Economic coercion is generally defined in the US as the threat or imposition of economic costs by a state with the objective to extract policy concessions and advance geopolitical objectives. The same definition applies to America, which through tariffs and technology curbs on Chinese goods and companies – and pressurizing Europe into following its lead – has declared an “economic warfare” against China with the aim to "slow" Beijing’s development but will have “huge geopolitical consequences.”
The potential geopolitical implications of the US rivalry with China are plenty. One of them is that an impediment to Chinese growth will shake the foundations of the global economic system for the world’s second-largest economy is deeply intertwined with and serves as a bridge between the developed and developing world.

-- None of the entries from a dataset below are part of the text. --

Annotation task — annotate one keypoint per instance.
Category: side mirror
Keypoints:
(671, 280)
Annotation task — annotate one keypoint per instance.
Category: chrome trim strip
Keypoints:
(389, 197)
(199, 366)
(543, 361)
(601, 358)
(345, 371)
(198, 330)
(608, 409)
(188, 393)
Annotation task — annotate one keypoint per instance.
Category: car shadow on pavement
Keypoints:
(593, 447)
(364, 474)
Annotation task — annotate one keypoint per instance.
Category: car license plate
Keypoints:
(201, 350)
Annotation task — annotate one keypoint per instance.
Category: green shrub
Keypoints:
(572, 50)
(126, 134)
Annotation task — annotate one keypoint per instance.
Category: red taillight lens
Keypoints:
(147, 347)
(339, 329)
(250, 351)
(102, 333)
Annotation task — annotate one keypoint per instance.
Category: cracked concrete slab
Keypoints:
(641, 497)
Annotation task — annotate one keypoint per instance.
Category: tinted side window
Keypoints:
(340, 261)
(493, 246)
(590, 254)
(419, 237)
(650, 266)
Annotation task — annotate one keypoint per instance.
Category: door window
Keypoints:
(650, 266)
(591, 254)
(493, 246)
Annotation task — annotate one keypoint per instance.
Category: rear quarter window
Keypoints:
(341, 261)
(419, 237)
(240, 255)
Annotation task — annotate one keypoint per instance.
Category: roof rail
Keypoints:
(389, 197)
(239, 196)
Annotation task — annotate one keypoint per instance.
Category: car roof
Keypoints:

More critically, China's containment poses risks to the well-being of 1.4 billion Chinese people whose basic human right to live and prosper would be threatened; it will also have a trickle-down effect on dozens of developing countries and billions of people whose fates are tied with China’s growth and investments and infrastructure development. The North-South divide will widen. Poverty will rise. Anti-western sentiments will grow.
“De-risking,” a watered-down version of “decoupling,” risks these repercussions to spread vertically and horizontally. Unveiled by the European Commission President Ursula von der Leyen in March, the face-lift of the US economic coercion is neither beneficial for the bloc nor endorsed by the people of the major regional economies who were less supportive and more averse to the concept even before it was institutionalized at the wealthy-only summit in Hiroshima. Several leaders and political figures in the continent also hold similar views and remain too worried about Biden’s China policy, believing trade relations with Beijing are vital for them.

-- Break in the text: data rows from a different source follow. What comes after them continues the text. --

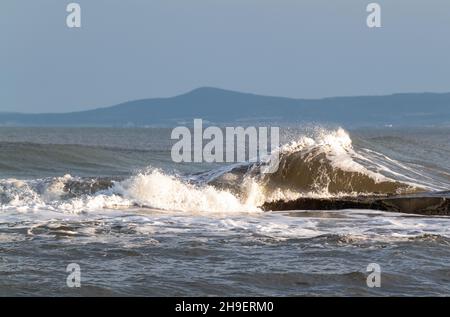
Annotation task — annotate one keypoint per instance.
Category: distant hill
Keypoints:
(225, 107)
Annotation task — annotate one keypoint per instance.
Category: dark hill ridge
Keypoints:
(223, 106)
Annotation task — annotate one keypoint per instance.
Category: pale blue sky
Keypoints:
(139, 49)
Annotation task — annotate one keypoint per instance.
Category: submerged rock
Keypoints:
(421, 204)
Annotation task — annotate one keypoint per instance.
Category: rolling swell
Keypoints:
(323, 171)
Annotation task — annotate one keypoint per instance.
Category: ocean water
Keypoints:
(113, 202)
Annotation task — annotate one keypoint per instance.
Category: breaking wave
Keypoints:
(323, 165)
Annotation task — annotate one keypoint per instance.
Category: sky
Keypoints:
(136, 49)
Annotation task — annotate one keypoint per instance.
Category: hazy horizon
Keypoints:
(138, 50)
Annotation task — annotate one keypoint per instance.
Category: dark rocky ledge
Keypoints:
(421, 204)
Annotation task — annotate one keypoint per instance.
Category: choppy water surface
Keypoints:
(112, 201)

While the US and Europe need to weigh up the unintended consequences of the rhetorical change ("decoupling" to "de-risking") as billions around the world are watching the US sanctions war against China in horror that is much more likely to push them further to the brink, Washington should end its illegitimate and unlawful economic blockade of Afghanistan, Cuba, Iran, and other countries, depriving millions of food, electricity, and medicine and crucifying them with relentless brutality.